Researchers surveyed 389 attending physicians, advanced practitioners and residents from the departments of internal medicine, family medicine and obstetrics and gynecology in a large urban health system.

While the study did not evaluate the content or format of the education providers were exposed to, it is likely that educational efforts that address unconscious bias would be more effective.

Stroumsa notes that even in educational programs that address transgender health, the topic is usually presented as a separate section of provider education, rather than as an integral part of general medical education and training - a distinction which may further fuel "othering" of transgender patients.

According to the 2015 United States Transgender Survey, a third of transgender people who saw a healthcare provider over the past year had a negative experience with the provider related to being transgender, such as being verbally harassed or refused treatment because of their gender identity.

Twenty-four percent reported that they had to teach their medical providers about transgender care in order to receive the care they needed and 23 percent avoided medical care they needed because they were worried they would be mistreated due to their gender.

That's why Stroumsa developed and produced training modules (hosted on the Michigan Ob/Gyn website) to prepare Ob-Gyns and other providers to better care for transgender and gender diverse people.

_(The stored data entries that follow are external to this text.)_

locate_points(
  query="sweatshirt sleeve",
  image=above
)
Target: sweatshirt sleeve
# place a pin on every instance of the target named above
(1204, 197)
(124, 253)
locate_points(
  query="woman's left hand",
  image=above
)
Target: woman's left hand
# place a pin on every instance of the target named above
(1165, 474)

The modules were developed in collaboration with physicians and transgender health activists across the country, and the Council on Resident Education in Obstetrics and Gynecology.

Meanwhile, another series of videos created by U-M's Halley Crissman, M.D., M.P.H., intend to help train frontline staff on the same topic.

Many providers - especially those traditionally considered "women's health" professionals - likely need to be better prepared to care for transgender patients, Stroumsa notes. People who identify as transgender and non-binary may require many of the services provided by Ob/Gyns and other "women's healthcare" providers, including prenatal and fertility care, cervical cancer screening, menstrual cycle management, as well as gender transition-related care (i.e. hormone therapy), and other routine Ob-Gyn care.

In a separate publication in the American Journal of Obstetrics and Gynecology, Stroumsa and Michigan Medicine family physician Justine Wu, M.D. M.P.H., urge expanded language around "women's health" to be more inclusive. This may include everything from using gender neutral terminology on intake forms to subtle differences in labels, such referring to "well-person" care instead of "well-woman visit."

Many services are "less specialized that we may think," the authors write.

"The Ob-Gyn field has traditionally centered on serving the health and needs of women. But our approach and language may unwittingly alienate a vulnerable population in need of our services," Stroumsa says.

"We obviously have a lot of work to do in improving health outcomes for gender diverse people," Stroumsa adds. "We need to take a close look at our healthcare environments, practices and approaches to medical education. These are just beginning steps in reducing wide health disparities.

"Creating a safe, knowledgeable, trustworthy care environment will help us expand the care we provide to a broader more diverse patient population."